The boundary-pushers will claim the regulator’s decision as a victory, welcoming it as an expression of liberty and an extension of an unbridled, free society.

But there are others who will surely despair as the rug of traditional moral decency is pulled one more inch from under their feet. Daytime television was the last bastion of the socially acceptable. Regulations were in place that were supposed to reflect the appetite of all Canadians—grandmothers and children alike. If something was questionable it likely wouldn’t make the cut.

The CBSC’s ruling comes at a time when social acceptance of the once-taboo is at an all-time high. But is erring on the side of vulgarity really the best approach?

There must still be certain standards of polite behaviour that we can agree upon as a collective. Condemnation of child abuse is one of the few unifiers in the collective human conscience of moral standards. Explicit profanity was taboo at one time, as was graphic sexual expression. People once embraced self restraint and proper etiquette to varying degrees as the norm, and vulgarity was something not to be shrugged off so easily.

Some things were better left unsaid, at least on daytime TV. No longer. It’s a slippery slope—one that seems to have no bottom.

I think it’s safe to say that decency in itself is a concept most Canadians would embrace, at least in the public sphere.

Webster’s dictionary offers two useful definitions for decency:

1.Polite, moral, and honest behavior and attitudes that show respect for other people.

2. The behaviors that people in a society consider to be proper or acceptable.

The first is prescriptive, the second entirely variable according to the flavour of the day. It seems Canada’s broadcast regulators have chosen to abide by the second.

The Drift From Moral Norms

The first definition is especially useful when considering how far we have drifted from moral norms, once commonplace. Politeness, a long-held virtue among the masses, guaranteed a certain standard of overt behaviour that was considerate of our potential audience. You didn’t dare swear at the dinner table but you might in the comfort of casual friends. There was a time and place for things.

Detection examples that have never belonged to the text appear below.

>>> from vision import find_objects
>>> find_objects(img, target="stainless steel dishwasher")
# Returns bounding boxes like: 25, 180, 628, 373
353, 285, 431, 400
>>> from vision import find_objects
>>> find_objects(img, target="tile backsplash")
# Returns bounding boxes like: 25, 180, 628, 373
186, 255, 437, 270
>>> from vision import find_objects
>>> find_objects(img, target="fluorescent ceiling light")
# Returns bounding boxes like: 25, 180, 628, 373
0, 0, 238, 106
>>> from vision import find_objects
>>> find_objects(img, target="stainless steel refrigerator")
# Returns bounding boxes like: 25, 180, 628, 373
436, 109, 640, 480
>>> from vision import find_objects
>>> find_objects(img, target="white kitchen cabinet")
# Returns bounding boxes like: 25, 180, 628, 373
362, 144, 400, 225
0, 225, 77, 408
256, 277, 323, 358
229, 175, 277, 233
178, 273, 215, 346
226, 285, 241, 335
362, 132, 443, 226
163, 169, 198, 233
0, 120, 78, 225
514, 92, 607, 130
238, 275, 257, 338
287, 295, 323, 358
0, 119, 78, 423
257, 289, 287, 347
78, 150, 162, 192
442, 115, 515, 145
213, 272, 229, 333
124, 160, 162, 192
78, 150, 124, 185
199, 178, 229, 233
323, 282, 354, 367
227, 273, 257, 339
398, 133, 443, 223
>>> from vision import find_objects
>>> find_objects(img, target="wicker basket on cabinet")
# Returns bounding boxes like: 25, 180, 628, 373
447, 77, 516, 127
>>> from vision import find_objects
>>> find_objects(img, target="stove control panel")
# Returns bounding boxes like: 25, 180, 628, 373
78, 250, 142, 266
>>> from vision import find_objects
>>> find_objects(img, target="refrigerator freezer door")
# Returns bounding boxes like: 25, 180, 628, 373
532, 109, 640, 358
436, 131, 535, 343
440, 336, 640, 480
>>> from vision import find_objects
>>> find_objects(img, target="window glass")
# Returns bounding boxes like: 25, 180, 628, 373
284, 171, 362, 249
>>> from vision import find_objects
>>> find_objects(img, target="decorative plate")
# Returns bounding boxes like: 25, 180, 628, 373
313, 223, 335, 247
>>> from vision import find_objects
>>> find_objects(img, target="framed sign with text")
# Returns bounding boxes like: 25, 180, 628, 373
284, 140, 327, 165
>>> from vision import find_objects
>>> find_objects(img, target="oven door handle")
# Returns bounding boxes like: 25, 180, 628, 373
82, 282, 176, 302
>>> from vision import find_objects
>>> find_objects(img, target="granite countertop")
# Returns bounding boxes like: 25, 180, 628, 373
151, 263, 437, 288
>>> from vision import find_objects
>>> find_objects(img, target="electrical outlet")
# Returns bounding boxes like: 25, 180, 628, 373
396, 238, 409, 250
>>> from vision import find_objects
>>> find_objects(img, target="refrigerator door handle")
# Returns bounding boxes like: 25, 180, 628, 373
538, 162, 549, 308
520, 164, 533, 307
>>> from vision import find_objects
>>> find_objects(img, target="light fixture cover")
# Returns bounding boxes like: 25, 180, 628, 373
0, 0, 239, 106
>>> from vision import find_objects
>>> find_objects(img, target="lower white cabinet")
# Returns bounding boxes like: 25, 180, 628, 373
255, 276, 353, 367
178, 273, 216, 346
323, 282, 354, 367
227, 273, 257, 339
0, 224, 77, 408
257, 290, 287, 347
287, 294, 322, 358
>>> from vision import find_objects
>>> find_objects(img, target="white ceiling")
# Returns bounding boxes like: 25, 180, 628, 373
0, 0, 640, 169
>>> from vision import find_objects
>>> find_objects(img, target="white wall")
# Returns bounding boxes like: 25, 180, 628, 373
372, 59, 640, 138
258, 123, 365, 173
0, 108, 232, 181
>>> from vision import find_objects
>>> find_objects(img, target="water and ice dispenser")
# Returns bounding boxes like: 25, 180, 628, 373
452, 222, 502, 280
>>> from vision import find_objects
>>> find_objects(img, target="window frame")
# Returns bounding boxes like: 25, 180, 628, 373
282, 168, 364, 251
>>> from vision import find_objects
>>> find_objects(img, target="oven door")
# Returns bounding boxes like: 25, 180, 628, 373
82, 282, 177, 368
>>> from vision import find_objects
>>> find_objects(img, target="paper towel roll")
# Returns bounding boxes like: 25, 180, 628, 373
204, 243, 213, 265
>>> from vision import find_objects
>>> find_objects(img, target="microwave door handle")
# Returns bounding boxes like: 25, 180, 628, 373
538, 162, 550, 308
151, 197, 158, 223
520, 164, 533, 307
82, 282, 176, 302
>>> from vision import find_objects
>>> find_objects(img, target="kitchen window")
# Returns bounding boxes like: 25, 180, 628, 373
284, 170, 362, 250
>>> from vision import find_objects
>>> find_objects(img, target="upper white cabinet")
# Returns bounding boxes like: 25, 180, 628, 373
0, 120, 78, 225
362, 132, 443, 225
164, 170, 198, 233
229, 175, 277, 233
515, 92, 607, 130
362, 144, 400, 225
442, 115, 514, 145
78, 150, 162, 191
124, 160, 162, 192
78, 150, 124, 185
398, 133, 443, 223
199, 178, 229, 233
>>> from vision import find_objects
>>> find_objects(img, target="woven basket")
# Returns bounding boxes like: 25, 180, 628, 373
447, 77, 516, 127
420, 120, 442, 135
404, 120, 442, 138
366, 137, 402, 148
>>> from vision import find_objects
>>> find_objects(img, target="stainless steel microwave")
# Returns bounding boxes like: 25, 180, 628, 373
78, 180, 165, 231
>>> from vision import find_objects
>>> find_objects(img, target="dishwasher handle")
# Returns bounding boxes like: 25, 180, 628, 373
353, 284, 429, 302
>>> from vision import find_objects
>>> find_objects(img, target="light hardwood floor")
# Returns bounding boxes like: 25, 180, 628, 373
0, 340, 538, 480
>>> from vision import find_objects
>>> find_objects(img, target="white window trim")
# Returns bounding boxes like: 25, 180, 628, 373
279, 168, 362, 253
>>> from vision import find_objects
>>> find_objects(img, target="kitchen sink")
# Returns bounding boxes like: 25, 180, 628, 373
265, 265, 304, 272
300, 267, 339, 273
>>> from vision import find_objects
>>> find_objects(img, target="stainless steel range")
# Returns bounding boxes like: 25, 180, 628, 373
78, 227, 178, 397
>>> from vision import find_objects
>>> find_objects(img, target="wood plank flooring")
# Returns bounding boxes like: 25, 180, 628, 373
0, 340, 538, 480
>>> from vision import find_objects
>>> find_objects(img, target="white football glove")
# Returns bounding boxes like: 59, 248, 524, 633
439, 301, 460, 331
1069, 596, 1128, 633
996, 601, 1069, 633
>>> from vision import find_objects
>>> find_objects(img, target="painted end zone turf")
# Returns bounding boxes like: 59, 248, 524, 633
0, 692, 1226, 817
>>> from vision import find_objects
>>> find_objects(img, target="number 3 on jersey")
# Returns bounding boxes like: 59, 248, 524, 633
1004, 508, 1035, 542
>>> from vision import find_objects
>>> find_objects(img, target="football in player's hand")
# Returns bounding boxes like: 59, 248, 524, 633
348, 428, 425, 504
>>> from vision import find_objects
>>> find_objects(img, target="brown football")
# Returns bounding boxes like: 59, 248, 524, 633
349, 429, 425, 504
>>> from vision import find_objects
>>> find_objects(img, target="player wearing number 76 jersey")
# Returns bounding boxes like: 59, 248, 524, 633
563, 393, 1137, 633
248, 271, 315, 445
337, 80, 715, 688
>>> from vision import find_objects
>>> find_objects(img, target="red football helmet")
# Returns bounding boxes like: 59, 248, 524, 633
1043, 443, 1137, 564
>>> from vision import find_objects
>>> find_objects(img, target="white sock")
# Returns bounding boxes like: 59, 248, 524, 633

Daytime television used to be a relatively benign place. There were filters in place and the CBSC made sure that programs were held to a certain standard and that we were at least somewhat safe from those who felt every cultural norm should be trampled.

Now, if I choose to watch a midday show with my three-year-old son, I’m taking the chance that he will see and hear things that used to be reserved for the latest of the late night programming. That’s worrisome.

So why is our broadcast regulator’s ruling significant? Why should the CBSC be held to higher standards? Well, they set the tone for nationally sanctioned content accessible to all who have a television. They are the standard-bearers and it is their job to deem what is socially responsible content.

My son dropped his first F-bomb the other day, not in any context but it was there all the same. I’m not sure where he picked it up, but to hear it pop out of his mouth was still a cringer. I’m not ignorant or utopian. I know it’s only a matter of time before his little mind becomes bombarded with undesirable stuff. I just hope that it won’t be forced upon him by the CBSC.

I’m not advocating for mass censorship here, just a pause for thought about what we are feeding our collective consciousness and that of our children. And as for the content of daytime TV programming, is “anything goes” really the way to go?

Ryan Moffatt is a journalist based in Vancouver.